Koç’un Gürsel’e mektubu

Sanayi burjuvazisinin önemli isimlerinden olan Vehbi Koç’un 12 Eylül 1980 darbesiyle birlikte cuntanın lideri Orgeneral Kenan Evren’e yazdığı mektup, genelde bilinen bir konudur. Vehbi Koç, bu mektubunda cunta hükümetinin Başbakan Yardımcısı ve Ekonomiden Sorumlu Devlet Bakanı Turgut Özal’ın hükümette kalmasının iyi olacağını belirtir. Abdullah Köktürk, kitabında bu mektuba yer veriyor.

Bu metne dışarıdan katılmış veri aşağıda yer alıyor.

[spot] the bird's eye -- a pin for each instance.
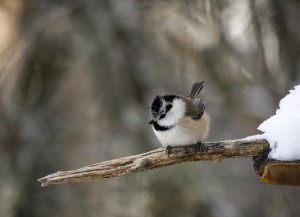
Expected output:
(168, 107)
(162, 116)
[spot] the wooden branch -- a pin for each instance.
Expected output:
(215, 151)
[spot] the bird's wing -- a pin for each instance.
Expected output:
(196, 88)
(199, 109)
(195, 108)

Dr. Köktürk, ayrıca pek bilinmeyen bir gerçeği daha ortaya koyuyor. Ayni Vehbi Koç, 20 yıl önce de 27 Mayıs 1960 askeri müdahalesinin lideri ve daha sonra devlet başkanı olan Orgeneral Cemal Gürsel’e mektup niteliğinde sayılacak bir liste göndermiş. Koç, Gürsel’e sunduğu bu üç kişilik listede Sanayi Bakanı olmasını istediği kişilerle ilgili öneride bulunuyor. Nitekim Koç’un önerdiği isimlerden Şahap Kocatopçu, 3 Eylül 1960’da kurulan ikinci Bakanlar Kurulu’nda Sanayi Bakanı olacaktır. Kocatopçu, daha sonra da TÜSİAD (Türk Sanayici ve İş Adamları Derneği) Başkanlığı yapacaktır.

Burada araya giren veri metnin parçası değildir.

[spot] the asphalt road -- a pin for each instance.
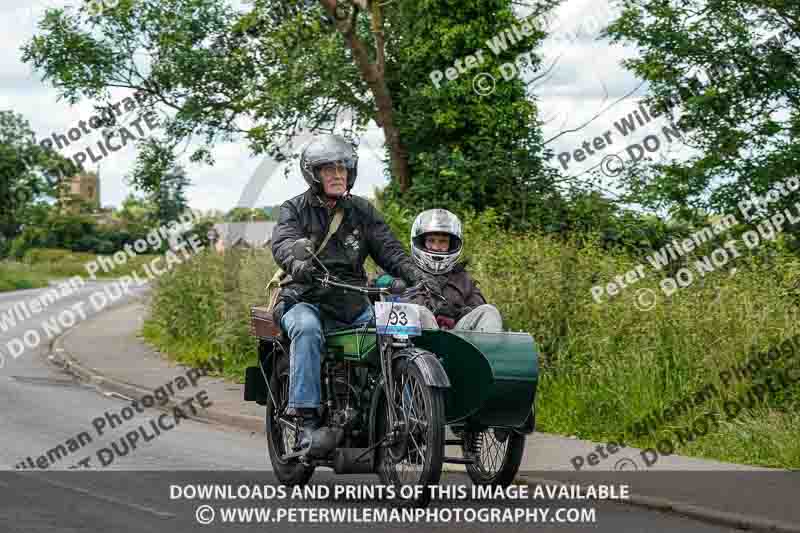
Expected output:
(43, 407)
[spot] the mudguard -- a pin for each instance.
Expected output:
(429, 366)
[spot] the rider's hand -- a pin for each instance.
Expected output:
(445, 322)
(304, 271)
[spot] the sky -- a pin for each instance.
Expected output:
(586, 79)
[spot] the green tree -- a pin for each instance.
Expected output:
(284, 66)
(738, 92)
(28, 174)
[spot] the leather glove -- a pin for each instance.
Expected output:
(304, 271)
(445, 322)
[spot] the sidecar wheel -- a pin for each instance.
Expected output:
(416, 456)
(498, 457)
(279, 439)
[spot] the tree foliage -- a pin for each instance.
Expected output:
(269, 71)
(740, 94)
(28, 174)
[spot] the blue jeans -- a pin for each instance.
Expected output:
(304, 327)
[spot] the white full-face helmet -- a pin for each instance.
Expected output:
(436, 221)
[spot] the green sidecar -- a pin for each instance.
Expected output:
(489, 405)
(493, 376)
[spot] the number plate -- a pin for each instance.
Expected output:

Dr. Köktürk, 12 Mart 1971 askeri muhtırasından hemen sonra kurulan TÜSİAD’ın hem bu muhtırayı, hem de 12 Eylül 1980 askeri müdahalesini desteklediğini, müdahalelerin ardından sanayi sermayesinin çıkarlarının gözetildiğine dikkat çekiyor. Koktürk, askeri müdahaleler sonrasında sanayi sermayesinin iktidar blokundaki gücünün arttığını ifade ediyor.

Kitapta, ordunun OYAK kanalı ile sanayi sermesiyle kurduğu ittifak ve yıllar içinde OYAK’ın Koç ve Sabancı’nın yanında nasıl üçüncü büyük holding haline geldiği rakamlarla ortaya konuyor.